Marlene Davie of the Mount Tolmie Community Association said the $10,000 donation from Tri-Eagle Development, Abstract Developments, Cube Project Management and Island View Strategies represents one of the biggest donations in the history of the organization.

The money went towards the installation of a grease trap, as well as towards programming.

“If we didn’t get this, it would be coming out of our programming money, and we would probably have to cancel some things, that is how important it is,” said Davie.

“It was a very unexpected expense for us, and the fact that you were so positively able to come together to build community here, is really special to our hearts.”

The Shelbourne Community Kitchen opened in March 2015. Located in a modest house in the 3500 block of Shelbourne Street, the facility offers programs that teach participants how to source, choose and prepare healthy food more affordably through its communal kitchen, where participants receive cooking lessons from trained volunteers, almost half of which are also program participants. The kitchen also runs a garden and serves as a resource centre, building relations and resilience along the way.
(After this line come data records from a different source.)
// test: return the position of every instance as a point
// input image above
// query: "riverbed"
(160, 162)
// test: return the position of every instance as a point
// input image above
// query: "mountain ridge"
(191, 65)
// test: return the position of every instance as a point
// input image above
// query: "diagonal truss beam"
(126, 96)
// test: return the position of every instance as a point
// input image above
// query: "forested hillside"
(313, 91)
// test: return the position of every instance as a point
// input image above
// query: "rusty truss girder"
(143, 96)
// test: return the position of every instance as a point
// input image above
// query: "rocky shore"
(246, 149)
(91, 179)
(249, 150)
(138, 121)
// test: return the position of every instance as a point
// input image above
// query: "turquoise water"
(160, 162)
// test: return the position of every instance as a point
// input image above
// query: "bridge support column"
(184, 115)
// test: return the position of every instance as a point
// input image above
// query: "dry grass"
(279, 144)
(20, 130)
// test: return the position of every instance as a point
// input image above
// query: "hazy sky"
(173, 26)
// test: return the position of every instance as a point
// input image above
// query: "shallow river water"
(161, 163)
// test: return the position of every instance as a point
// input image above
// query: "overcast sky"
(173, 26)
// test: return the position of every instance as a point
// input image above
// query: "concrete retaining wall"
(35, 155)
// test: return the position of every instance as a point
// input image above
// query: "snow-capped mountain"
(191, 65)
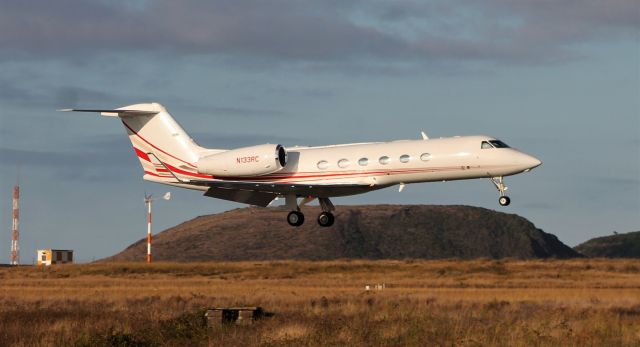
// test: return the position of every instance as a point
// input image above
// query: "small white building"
(54, 256)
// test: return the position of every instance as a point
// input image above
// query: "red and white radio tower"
(149, 201)
(15, 233)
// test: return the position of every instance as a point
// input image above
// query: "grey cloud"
(334, 32)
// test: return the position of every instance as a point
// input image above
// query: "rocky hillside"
(613, 246)
(371, 232)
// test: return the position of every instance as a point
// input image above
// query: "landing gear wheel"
(326, 219)
(295, 218)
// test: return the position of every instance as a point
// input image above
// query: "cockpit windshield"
(498, 144)
(493, 144)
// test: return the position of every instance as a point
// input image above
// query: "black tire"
(326, 219)
(295, 218)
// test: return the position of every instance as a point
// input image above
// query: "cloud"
(327, 32)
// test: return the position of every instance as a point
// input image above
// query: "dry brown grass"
(468, 303)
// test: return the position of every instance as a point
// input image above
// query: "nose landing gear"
(295, 218)
(499, 183)
(326, 219)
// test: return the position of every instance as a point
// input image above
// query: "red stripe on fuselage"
(141, 154)
(152, 145)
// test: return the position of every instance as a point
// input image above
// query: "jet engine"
(246, 161)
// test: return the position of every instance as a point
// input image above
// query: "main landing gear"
(499, 183)
(295, 218)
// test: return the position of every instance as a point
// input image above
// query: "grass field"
(425, 303)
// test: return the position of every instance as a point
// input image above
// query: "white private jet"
(257, 175)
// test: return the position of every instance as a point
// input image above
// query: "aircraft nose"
(530, 162)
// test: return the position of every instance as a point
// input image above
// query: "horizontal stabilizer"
(112, 113)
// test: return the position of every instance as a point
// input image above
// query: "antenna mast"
(15, 232)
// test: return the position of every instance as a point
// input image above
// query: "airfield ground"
(463, 303)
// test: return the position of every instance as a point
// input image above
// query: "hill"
(613, 246)
(362, 232)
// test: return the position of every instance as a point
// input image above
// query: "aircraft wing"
(261, 193)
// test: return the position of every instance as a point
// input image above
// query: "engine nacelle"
(246, 161)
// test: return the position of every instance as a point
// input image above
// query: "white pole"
(148, 201)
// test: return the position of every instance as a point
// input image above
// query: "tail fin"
(167, 154)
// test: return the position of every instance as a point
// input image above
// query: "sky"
(556, 79)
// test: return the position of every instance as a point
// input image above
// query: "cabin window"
(323, 164)
(486, 145)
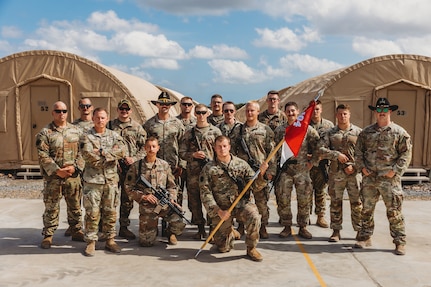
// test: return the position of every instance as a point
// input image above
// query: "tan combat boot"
(46, 242)
(90, 250)
(321, 222)
(263, 233)
(400, 249)
(112, 246)
(286, 232)
(254, 254)
(335, 237)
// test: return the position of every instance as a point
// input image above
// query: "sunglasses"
(379, 110)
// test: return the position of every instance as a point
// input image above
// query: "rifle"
(163, 196)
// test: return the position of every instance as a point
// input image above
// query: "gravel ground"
(10, 187)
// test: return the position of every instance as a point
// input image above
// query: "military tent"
(404, 79)
(32, 81)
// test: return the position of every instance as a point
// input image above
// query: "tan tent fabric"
(404, 79)
(32, 81)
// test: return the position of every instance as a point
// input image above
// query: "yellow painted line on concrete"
(309, 261)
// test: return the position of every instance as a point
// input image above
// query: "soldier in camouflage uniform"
(186, 106)
(85, 122)
(319, 174)
(295, 172)
(221, 181)
(61, 165)
(272, 116)
(230, 122)
(134, 137)
(189, 121)
(216, 116)
(338, 145)
(197, 149)
(169, 131)
(258, 139)
(158, 173)
(383, 152)
(101, 148)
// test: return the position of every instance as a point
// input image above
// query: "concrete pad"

It also runs an emergency pantry program.

Travis Lee praised the kitchen and its contributions. “We are all working together to create a better Shelbourne Valley,” he said.

The facility currently operates on temporary use permit and efforts to find a permanent facility are progressing. Kim Cummins, who serves as the kitchen’s program co-ordinator, said the new grease trap will move to the kitchen’s eventual new home.